Darüber hinaus hat das Unternehmen unverzüglich ein unternehmensinternes Beschwerdeverfahren einzurichten. Dieses soll von Rechtsverletzungen betroffenen Personen ermöglichen, auf menschenrechtliche Risiken und Verletzungen hinzuweisen. Das gleiche soll für Personen gelten, die Kenntnis von einer möglichen Verletzung haben. Alternativ können die Unternehmen sich an einem entsprechenden externen Beschwerdeverfahren beteiligen, sofern es gesetzlich bestimmte Kriterien erfüllt.
Die Erfüllung der Sorgfaltspflichten sind unternehmensintern fortlaufend zu dokumentieren. Der Entwurf sieht ferner jährliche Berichterstattungspflichten vor.
Wer geltend macht, in einer der überragend wichtigen Rechtspositionen durch einen Verstoß gegen eine unternehmerische Sorgfaltspflicht im Sinne des Referentenentwurfs verletzt zu sein, kann Gewerkschaften und Nichtregierungsorganisationen insoweit die – schriftliche – Ermächtigung zur Prozessführung erteilen.
Zuständig für die behördliche Durchsetzung und Kontrolle wird das Bundesamt für Wirtschaft und Ausfuhrkontrolle (BAFA). Das BAFA hat mit internationalen Lieferketten seit Jahrzehnten Erfahrung, gleichwohl gehört die Einhaltung universeller Menschenrechte bislang nicht zu seinem Aufgabengebiet. Fortan soll es von Amts wegen oder auf Antrag tätig werden, wenn die antragstellende Person substantiiert geltend macht, infolge der Nichterfüllung einer Sorgfaltspflicht in einer Rechtsposition verletzt zu sein oder dass eine solche Verletzung unmittelbar bevorsteht.
Dabei ist das BAFA befugt, die geeigneten und erforderlichen Anordnungen und Maßnahmen zu treffen, um Verstöße gegen die Pflichten festzustellen, zu beseitigen und zu verhindern.
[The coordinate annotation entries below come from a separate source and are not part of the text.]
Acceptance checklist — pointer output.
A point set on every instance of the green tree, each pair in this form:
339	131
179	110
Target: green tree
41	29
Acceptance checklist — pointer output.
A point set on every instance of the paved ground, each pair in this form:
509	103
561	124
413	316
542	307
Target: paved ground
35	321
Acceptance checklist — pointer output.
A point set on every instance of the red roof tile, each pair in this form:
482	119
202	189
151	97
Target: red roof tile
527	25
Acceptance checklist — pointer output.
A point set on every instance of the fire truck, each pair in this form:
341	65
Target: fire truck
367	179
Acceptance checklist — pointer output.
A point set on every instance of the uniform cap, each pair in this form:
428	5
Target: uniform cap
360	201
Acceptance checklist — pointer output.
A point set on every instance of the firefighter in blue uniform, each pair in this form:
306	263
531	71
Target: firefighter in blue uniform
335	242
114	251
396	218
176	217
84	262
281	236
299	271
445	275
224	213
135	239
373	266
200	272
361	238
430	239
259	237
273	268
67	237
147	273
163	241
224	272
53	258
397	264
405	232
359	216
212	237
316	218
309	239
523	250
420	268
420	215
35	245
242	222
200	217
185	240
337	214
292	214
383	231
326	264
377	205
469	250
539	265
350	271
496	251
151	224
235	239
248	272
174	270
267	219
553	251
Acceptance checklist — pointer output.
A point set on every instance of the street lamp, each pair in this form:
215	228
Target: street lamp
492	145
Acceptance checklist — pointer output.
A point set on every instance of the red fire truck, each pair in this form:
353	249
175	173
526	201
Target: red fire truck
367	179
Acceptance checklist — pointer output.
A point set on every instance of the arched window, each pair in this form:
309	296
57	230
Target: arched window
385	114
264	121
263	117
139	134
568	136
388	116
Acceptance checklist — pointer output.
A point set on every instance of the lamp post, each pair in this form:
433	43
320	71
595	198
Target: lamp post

Verstöße gegen die gesetzlich vorgesehenen Sorgfaltspflichten bleiben nicht folgenlos. Unternehmen, die sich nicht daran halten, können u. a. unter bestimmten Voraussetzungen von der Vergabe öffentlicher Aufträge ausgeschlossen werden. Neben einer Sonderregelung zur Höhe eines möglichen Zwangsgelds sieht der Entwurf zudem einen Katalog von Ordnungswidrigkeitstatbeständen vor, nach dem sowohl vorsätzliche als auch fahrlässige Rechtsverletzungen mit einer – der Höhe nach im Entwurf noch nicht näher festgelegten, an dem im vorausgegangenen Geschäftsjahr erzielten Gesamtumsatz des Unternehmens orientierten – Geldbuße sanktioniert werden sollen.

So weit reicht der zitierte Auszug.